Wednesday, July 1, 2009

Learning to Be Single Again

Ha! Fooled you. There's no such juicy drama. Dan and I are still going strong. But since he started renting a room in Detroit a little over a month ago, I have often been going it alone. Even though I know it's best for us in the long run (he gets his research and dissertation done sooner and then we get to bust out of these sinking peninsulas!), it's really tough for me in the present. At times, I've been miserable. I ask myself, how did I spend so many cumulative years as a single person? And after great reflection and remembrance, I've found the answer - booze and cigarettes. Well, I'm not eager to resurrect those habits, so I'm looking for other ways to cope.

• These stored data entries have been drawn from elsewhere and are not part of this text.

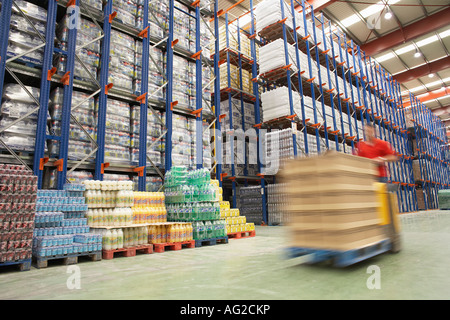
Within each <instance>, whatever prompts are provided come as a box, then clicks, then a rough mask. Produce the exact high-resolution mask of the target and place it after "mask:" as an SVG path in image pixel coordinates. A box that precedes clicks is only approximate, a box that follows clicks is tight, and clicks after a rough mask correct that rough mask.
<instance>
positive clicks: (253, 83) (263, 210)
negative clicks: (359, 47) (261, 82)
mask: <svg viewBox="0 0 450 320" xmlns="http://www.w3.org/2000/svg"><path fill="white" fill-rule="evenodd" d="M250 17H251V20H250V35H253V34H255V32H256V31H255V16H254V13H253V0H250ZM283 28H284V25H283ZM255 38H256V37H253V38H252V39H250V51H251V55H252V60H253V64H252V79H255V78H256V77H257V76H258V70H257V66H256V62H257V61H258V60H257V58H256V42H255ZM253 95H254V96H255V123H257V124H259V123H261V115H260V112H259V111H260V110H259V90H258V83H257V82H253ZM256 137H257V138H258V141H257V151H258V159H257V160H258V171H259V173H260V174H261V173H262V172H263V163H262V152H263V150H264V148H263V145H262V140H263V137H261V130H260V129H259V128H256ZM264 138H265V137H264ZM265 184H266V182H265V180H264V176H263V175H262V176H261V198H262V209H263V212H262V215H263V221H264V223H266V224H267V222H268V217H267V207H266V187H265Z"/></svg>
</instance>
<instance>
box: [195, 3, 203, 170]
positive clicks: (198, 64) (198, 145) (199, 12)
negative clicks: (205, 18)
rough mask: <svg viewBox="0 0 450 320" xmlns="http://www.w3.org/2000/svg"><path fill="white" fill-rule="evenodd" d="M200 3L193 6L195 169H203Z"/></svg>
mask: <svg viewBox="0 0 450 320" xmlns="http://www.w3.org/2000/svg"><path fill="white" fill-rule="evenodd" d="M200 21H201V17H200V2H198V3H197V5H196V6H195V52H196V54H198V56H197V58H196V60H195V105H196V110H200V111H199V113H198V114H197V115H196V117H195V125H196V128H195V132H196V150H195V158H196V163H197V169H201V168H203V112H202V111H201V110H202V108H203V99H202V97H203V86H202V72H203V68H202V59H201V57H202V54H201V50H202V48H201V45H200V40H201V39H200Z"/></svg>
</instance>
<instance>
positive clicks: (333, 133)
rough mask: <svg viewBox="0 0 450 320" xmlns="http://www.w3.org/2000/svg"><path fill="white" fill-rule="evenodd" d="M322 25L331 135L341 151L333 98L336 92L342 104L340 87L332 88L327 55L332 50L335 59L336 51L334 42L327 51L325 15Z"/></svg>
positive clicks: (330, 32)
mask: <svg viewBox="0 0 450 320" xmlns="http://www.w3.org/2000/svg"><path fill="white" fill-rule="evenodd" d="M320 23H321V25H322V39H323V46H324V47H323V49H324V51H323V54H324V55H325V65H326V71H327V79H328V90H327V91H326V92H327V93H328V94H329V97H330V108H331V116H332V118H333V130H332V131H333V132H334V133H331V134H332V135H334V141H335V144H336V150H337V151H339V136H338V134H337V133H338V132H339V130H337V126H336V112H335V111H336V110H335V108H334V97H333V91H334V90H336V92H337V99H338V103H339V104H340V98H339V87H338V83H337V81H336V87H337V88H332V86H331V84H332V82H331V76H330V62H329V57H328V54H327V53H328V52H329V51H330V50H331V52H332V53H333V59H334V49H333V41H331V48H329V49H327V38H326V35H325V20H324V18H323V13H322V15H321V16H320ZM330 36H332V32H331V28H330ZM331 40H332V38H331ZM334 70H335V69H334ZM325 118H326V115H325ZM325 131H328V128H327V127H325ZM327 141H328V139H327ZM327 143H328V142H327Z"/></svg>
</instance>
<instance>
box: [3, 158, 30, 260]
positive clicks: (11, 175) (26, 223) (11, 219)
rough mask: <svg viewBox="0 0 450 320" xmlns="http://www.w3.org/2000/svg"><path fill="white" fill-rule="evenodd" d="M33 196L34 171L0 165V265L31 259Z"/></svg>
mask: <svg viewBox="0 0 450 320" xmlns="http://www.w3.org/2000/svg"><path fill="white" fill-rule="evenodd" d="M36 195H37V177H36V176H34V175H33V172H31V171H29V170H27V169H26V167H25V166H22V165H13V164H0V263H2V262H8V261H18V260H25V259H31V256H32V253H31V248H32V241H33V229H34V216H35V213H36Z"/></svg>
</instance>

This activity helps. I don't know if anyone reads this blog (other than the person who said that I "dress up" pedophilia), but it feels good to put my writing out there. My only other writerly outlets are work related, and consist of occasional propaganda newsletter articles for so-called "foodies" and my corny, pun-filled meeting minutes (for which I receive an absurd amount of praise). You know, Ben Franklin considered punning a vice, and in his autobiography, admonished himself for wasting time in such a meaningless pursuit. Then again, he worked way harder than I ever have, which is why I will probably never win fame or riches for my writing. But I don't need those motivations. For me, it's compulsive. If I don't write, and I don't give others the opportunity to read what I write, I don't feel so good as when I do.

When I'm not writing, I'm usually reading magazines. Dan got me a Harpers subscription for my birthday and I treated myself to a year of the New Yorker. Between those, I keep abreast of current events and get my regular reminder that the world is a sad and fucked up place for most humans. Seriously, I think that reading that sort of journalism is good for me. It pulls me away from my lonely woe, helps me appreciate that I really hit the jackpot when I was born a white American, and fertilizes my compassion. What could be wrong with that?

I'm learning to drive! I have my second lesson tomorrow. The woman from the driving school is really nice, and has a soothing way of talking a lot about nothing. I know she does this because she can see that I'm nervous. But I think I did pretty well my first time out. I drove myself all the way home from work! Now that's pretty powerful, cutting that one-hour commute down to a 15 minute jaunt.

Other than that, I guess I spend the rest of my solo time preparing meals, tending to the garden, hanging out with Matt and Bizzy, and practicing songs for karaoke. It's not such a bad life, but last week was really hard. It was terribly hot. I was still sick from the previous weekend, premenstrual, and alone. I indulged in some awfully self-pitying activity that included Better Made potato chips, French onion dip, PBR and some "Star Trek" DVDs. That isn't my best self.

Well, I have about 3 more weeks of this single life (with weekend husband visitations). I'm going to try to make the most of it. The temperature is lower, I have my health back, and my period behind me. I have plenty to read and hopefully even more to write.